# The Deer Hunter's Prayer(s)



## Steven Arend (Jun 27, 2003)

Here is a few deer hunting prays that I have seen over the years:

Dear Lord, Please give me hunter's luck
to shoot a mighty eight point buck
when luck like this is in the bag
I'll have reason then to brag

-----------------------------------

Oh Great Lord, let your winds be gentle and your skies be heavy, let there be a blanket of fresh snow to track the Antlered One as did my forefathers, and grant that I find him with antlers like a tree, branches wide and mighty.
Grant that my hand be steady, my aim be true, and my drag short. 
But most of all grant that my children, and their children, and their childrens children have the wisdom to preserve your work in the forest, field, and stream, so that they too can one day hunt the Antlered One in the footsteps of their forefathers.

-----------------------------------

Dear Lord,
Save the Truck! Let me shoot a Buck.

-----------------------------------

Is there any more.

Steve


----------



## RyeDog (Jul 28, 2006)

-Dear Lord may you look down on all, and let us all see Deer, 
You're the only one that knows that last night I should not have had that 10th Beer.

If things don't go my way and all I see is a Bear, I pray that he is more scared than me and that he doesn't stare.

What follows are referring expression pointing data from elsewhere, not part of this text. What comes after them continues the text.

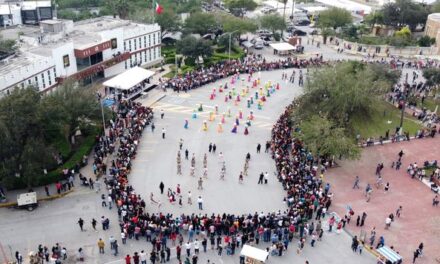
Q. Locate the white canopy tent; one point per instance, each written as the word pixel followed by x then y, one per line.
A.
pixel 129 78
pixel 130 83
pixel 282 48
pixel 254 255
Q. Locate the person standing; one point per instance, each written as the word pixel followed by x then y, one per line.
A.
pixel 189 197
pixel 261 178
pixel 200 202
pixel 364 216
pixel 356 182
pixel 81 223
pixel 161 187
pixel 101 246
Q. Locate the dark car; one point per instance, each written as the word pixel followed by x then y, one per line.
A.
pixel 297 32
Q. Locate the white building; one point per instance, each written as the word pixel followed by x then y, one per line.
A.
pixel 17 12
pixel 87 51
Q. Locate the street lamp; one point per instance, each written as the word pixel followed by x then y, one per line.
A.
pixel 229 50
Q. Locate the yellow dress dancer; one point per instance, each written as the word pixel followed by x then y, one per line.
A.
pixel 220 128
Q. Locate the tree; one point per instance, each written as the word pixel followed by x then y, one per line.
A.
pixel 238 25
pixel 201 23
pixel 404 12
pixel 323 138
pixel 240 7
pixel 273 22
pixel 191 47
pixel 345 90
pixel 169 22
pixel 334 18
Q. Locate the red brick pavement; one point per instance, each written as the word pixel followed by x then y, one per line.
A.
pixel 419 222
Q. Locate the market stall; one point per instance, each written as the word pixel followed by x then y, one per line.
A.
pixel 389 256
pixel 282 48
pixel 254 255
pixel 129 84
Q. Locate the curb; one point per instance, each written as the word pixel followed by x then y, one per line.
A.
pixel 48 198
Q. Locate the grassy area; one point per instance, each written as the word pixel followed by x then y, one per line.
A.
pixel 385 117
pixel 430 103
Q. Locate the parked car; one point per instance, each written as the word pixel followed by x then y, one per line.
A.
pixel 297 32
pixel 259 44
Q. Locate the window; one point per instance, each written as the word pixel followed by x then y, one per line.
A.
pixel 66 61
pixel 50 79
pixel 114 43
pixel 44 82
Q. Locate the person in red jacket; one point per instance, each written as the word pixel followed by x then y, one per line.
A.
pixel 128 259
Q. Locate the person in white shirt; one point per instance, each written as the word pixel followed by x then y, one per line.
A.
pixel 143 257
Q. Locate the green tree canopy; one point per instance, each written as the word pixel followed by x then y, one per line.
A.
pixel 193 48
pixel 240 7
pixel 169 21
pixel 201 23
pixel 345 90
pixel 323 138
pixel 404 12
pixel 334 18
pixel 273 22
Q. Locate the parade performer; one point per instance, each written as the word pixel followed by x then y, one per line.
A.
pixel 234 130
pixel 251 115
pixel 220 128
pixel 260 104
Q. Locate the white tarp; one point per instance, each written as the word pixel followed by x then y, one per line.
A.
pixel 254 253
pixel 389 254
pixel 282 46
pixel 129 78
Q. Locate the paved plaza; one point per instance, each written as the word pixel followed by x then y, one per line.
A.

But if this is my time to go then I am not afraid to die,
I will just simply put my head between my legs and kiss my butt goodbye!


----------



## tikki50 (Oct 17, 2007)

oh lord, oh lord, oh lord, oh lord, how could you do this to me,
I pulled the trigger on this buck starring straight at me,
and watched him galloup off carless and care free!

 One for when they get away!

Oh one more:

DAMMMMMMMMMMM YOUUUUUUUUU Fred Bearrrrrrrrrrrrrrrrrrrrr!


----------



## GreenMachine (Oct 24, 2006)

Our father buck
Who art in the rut
Hallowed be thy bedding ground.
Thy body come (a little bit closer), MY will be done
In the woods, as it is like I tell my hunting buddies over beers at deer camp.
Give us today our quartering shot opportunities,
and forgive us when we miss. Just stand still another minute.
And lead us not into a chase, but deliver yourself to the buck pole
For MINE are the antlers, the backstraps, and the shoulder mount forever
Amen.


Maybe I should go back to doing homework instead of writing deer prayers...


----------